There’s nothing wrong with the idea of Venom, a sci-fi split-personality comedy featuring Tom Hardy doing psychic battle with a pissy, parasitic intergalactic symbiote that at least promises a welcome dose of what-the-fuck fun in a largely unnecessary comic-book movie enterprise. If only the makers of Venom believed in their own ideas.
Or in each other. Somebody has clearly tampered with this film; it looks like it’s been edited to within an inch of its life. Scrappy TV reporter Eddie Brock (Tom Hardy) gets taken over by a similar alien parasite after infiltrating the super-secret laboratory of shady San Francisco bazillionaire Carlton Drake (Riz Ahmed). Soon, Eddie finds himself having contentious arguments with a booming, threatening voice in his head, fighting for control of his body. "FOOD," the voice roars, and Eddie jumps into a live lobster tank. Enrage the beast within, and Eddie suddenly starts shooting jet-black bolts of powerful space gunk out of his body. This alien being is a fairly terrifying creation: a many-fanged, slobbery, snake-tongued monster that loves to eat people's heads.

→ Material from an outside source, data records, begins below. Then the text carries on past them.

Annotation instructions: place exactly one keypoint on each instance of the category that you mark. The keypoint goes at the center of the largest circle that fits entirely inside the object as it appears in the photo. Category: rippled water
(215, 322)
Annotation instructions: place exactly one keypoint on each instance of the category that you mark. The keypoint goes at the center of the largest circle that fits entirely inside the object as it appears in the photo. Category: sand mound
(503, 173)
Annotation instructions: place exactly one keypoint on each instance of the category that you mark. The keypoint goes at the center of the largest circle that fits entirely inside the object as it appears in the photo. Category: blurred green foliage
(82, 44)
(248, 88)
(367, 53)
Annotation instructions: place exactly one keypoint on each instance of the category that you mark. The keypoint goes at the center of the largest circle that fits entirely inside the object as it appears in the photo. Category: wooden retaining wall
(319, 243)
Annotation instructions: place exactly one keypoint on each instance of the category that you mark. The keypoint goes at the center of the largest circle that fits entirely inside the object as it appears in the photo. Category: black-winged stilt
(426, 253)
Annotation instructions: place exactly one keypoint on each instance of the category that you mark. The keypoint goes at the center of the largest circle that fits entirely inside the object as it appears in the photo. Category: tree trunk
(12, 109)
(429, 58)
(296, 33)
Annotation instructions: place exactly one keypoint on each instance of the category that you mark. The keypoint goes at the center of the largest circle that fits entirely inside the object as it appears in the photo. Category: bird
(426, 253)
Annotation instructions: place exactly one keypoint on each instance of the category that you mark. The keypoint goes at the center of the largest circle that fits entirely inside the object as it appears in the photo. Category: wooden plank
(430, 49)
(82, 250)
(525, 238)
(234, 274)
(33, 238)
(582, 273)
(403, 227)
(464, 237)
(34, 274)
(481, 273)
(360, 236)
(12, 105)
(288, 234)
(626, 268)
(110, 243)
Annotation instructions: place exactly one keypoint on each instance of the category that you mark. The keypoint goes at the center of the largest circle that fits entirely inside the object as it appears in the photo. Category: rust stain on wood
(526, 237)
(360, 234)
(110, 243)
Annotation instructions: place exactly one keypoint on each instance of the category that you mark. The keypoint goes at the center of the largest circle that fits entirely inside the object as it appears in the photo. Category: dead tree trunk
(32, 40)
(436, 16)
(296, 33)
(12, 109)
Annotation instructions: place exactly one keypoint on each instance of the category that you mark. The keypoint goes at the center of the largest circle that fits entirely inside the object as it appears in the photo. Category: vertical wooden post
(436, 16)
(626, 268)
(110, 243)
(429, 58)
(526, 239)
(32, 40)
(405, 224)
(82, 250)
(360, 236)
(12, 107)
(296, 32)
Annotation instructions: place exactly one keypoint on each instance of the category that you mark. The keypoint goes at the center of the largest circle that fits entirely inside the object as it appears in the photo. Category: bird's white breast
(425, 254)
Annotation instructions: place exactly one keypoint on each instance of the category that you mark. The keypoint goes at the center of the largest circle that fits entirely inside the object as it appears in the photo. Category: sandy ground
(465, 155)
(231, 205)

Not unlike the central character, the movie is also at war with itself. There’s almost no physical comedy or clever framing. The symbiotes are vaguely gruesome and creepy, but also kind of boring; the action is fast and busy and mechanical; most of the characters dull and scream-y. Hardy also acts concerned and confused, but at least he seems to be having some fun talking to himself. But the filmmakers either discovered Venom's humorous potential -- the inherent ridiculousness of this concept -- belatedly or that they blinked and pulled the brakes on the comedy before things got too out of hand.